It’s fascinating to think about how we got the things we have.  The answer is often counter-intuitive.  

We got the internet because of the development of a set of open communication protocols, and the internet grew (in consumer terms) because of regulations that prevented the telcos from stopping it (known as “common carriage” requirements).

The combination of these things resulted in a crazy explosion of creativity and commerce.  

From the outside, it’s hard to understand — I would venture to say that people’s basic mental model of systems is a closed and proprietary one.  We understand what the App Store is and what our Verizon bill is, but it’s hard to understand what the Internet is.  More or less by default, we assume that big systems are closed and commercial, or at least that’s how we can most easily imagine them.

So that’s why it is so frustratingly hard to advocate for open innovation.  To explain that in certain cases — the internet as the biggest example — the biggest win for creativity and commerce is to create an open environment, not a controlled one.  

In the 1990s, the issue was with the telephone companies — using regulation to ensure that the telephone network could be a platform for open innovation.  This generally worked, and the commercial internet is what resulted.

In the 2000s, as we moved from narrow band internet to broadband, the issue was cable.  In the US, there has been a long and drawn out battle over Net Neutrality, which would prevent wired broadband providers from discriminating against content they don’t own or see as competitive (e.g., Comcast restricting access to Netflix in order to promote its own Xfinity TV service).

Now, the biggest issue facing open innovation is wireless (aka spectrum, or “the airwaves”).  Will we continue to sell exclusive licenses to the big wireless providers, or will we (wisely) make room for open innovation on the airwaves.
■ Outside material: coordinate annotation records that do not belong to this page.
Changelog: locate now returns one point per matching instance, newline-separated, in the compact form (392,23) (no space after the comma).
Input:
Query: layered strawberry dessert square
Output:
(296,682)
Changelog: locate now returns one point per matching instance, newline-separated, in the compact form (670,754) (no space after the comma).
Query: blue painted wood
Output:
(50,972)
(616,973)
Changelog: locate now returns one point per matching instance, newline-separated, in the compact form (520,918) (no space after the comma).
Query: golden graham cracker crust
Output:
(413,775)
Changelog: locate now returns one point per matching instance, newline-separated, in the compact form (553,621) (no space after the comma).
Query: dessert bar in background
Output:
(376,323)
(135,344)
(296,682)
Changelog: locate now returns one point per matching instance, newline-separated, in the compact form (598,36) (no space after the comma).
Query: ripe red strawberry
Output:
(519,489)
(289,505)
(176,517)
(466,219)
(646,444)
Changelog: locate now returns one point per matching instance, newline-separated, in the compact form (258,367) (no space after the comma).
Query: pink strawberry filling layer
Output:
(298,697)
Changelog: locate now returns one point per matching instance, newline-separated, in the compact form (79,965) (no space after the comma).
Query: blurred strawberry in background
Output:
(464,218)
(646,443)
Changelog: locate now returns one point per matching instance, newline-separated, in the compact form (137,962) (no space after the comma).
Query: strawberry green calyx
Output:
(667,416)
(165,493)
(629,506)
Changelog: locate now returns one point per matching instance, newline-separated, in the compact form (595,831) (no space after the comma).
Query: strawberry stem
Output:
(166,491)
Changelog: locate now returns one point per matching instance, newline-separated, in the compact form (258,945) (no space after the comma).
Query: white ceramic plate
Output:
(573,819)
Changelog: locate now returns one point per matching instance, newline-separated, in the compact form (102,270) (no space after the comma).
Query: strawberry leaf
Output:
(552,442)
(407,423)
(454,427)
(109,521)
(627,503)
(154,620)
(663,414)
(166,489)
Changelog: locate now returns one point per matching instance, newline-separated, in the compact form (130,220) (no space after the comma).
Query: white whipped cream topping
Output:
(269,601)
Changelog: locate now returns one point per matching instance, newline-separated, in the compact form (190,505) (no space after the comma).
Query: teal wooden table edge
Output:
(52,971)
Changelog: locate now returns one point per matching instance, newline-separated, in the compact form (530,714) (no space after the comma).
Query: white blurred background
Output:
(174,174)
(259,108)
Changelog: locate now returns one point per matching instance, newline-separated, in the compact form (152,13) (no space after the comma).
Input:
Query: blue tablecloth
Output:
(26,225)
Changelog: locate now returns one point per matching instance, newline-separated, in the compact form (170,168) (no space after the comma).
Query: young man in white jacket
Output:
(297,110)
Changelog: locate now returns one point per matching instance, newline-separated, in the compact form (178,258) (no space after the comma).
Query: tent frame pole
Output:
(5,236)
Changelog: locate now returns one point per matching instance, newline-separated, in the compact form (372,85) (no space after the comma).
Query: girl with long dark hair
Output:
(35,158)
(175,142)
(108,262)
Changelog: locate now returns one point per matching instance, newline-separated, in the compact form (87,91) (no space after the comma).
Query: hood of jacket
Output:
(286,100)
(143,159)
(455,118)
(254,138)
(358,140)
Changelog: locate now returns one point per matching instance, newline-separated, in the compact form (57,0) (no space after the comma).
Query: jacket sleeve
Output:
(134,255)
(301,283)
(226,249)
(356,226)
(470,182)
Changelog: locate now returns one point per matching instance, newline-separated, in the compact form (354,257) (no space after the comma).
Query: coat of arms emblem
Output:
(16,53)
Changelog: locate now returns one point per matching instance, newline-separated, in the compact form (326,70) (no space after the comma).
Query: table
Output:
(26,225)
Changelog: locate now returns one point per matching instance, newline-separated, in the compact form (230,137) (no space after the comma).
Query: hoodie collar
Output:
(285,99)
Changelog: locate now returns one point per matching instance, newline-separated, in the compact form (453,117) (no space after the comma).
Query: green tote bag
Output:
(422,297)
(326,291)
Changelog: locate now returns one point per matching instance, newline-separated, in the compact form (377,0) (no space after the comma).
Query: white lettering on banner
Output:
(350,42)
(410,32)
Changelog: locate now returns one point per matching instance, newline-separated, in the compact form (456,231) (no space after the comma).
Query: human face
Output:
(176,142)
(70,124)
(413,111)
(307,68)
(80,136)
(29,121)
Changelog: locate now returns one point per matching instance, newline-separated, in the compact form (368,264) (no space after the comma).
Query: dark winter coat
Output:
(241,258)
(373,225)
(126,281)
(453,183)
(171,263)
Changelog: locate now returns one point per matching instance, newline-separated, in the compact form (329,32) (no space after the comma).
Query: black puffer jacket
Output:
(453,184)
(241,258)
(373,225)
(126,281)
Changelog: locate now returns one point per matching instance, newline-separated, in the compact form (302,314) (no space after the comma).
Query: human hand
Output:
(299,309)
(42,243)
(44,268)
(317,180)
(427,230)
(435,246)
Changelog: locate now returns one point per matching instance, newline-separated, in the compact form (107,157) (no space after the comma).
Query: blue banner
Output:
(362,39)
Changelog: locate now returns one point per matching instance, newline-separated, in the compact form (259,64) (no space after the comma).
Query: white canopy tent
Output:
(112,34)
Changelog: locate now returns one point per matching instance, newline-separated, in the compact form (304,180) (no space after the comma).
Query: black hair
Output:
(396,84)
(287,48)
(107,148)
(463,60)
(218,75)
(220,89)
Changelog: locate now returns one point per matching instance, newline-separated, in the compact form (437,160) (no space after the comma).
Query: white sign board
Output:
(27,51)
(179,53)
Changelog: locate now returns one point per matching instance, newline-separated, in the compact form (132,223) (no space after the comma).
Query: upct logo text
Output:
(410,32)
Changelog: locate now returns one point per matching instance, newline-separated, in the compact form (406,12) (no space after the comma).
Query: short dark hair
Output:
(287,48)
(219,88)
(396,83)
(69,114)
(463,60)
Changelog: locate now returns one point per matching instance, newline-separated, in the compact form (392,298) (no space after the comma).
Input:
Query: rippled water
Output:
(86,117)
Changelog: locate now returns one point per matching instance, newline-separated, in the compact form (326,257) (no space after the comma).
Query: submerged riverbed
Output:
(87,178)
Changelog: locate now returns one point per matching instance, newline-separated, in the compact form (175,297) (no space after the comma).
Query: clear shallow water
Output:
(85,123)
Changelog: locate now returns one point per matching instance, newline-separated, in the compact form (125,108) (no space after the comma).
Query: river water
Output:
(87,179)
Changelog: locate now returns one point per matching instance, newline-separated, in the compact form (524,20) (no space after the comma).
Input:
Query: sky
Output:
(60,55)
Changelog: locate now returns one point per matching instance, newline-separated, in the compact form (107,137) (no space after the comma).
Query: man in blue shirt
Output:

The above video is by Larry Lessig, from 2008, where he draws this connection.

The internet is a big, open system that we all enjoy and take for granted.

Nowadays, we most often connect to the internet via Wi-Fi, a technology that exists because of spectrum policies that explicitly allow the creation of new things without asking permission (aka “unlicensed spectrum”).

Then perhaps the clearest choice is this:

Do we want the future of the wireless internet to be more like our verizon wireless contract?, or more like wi-fi?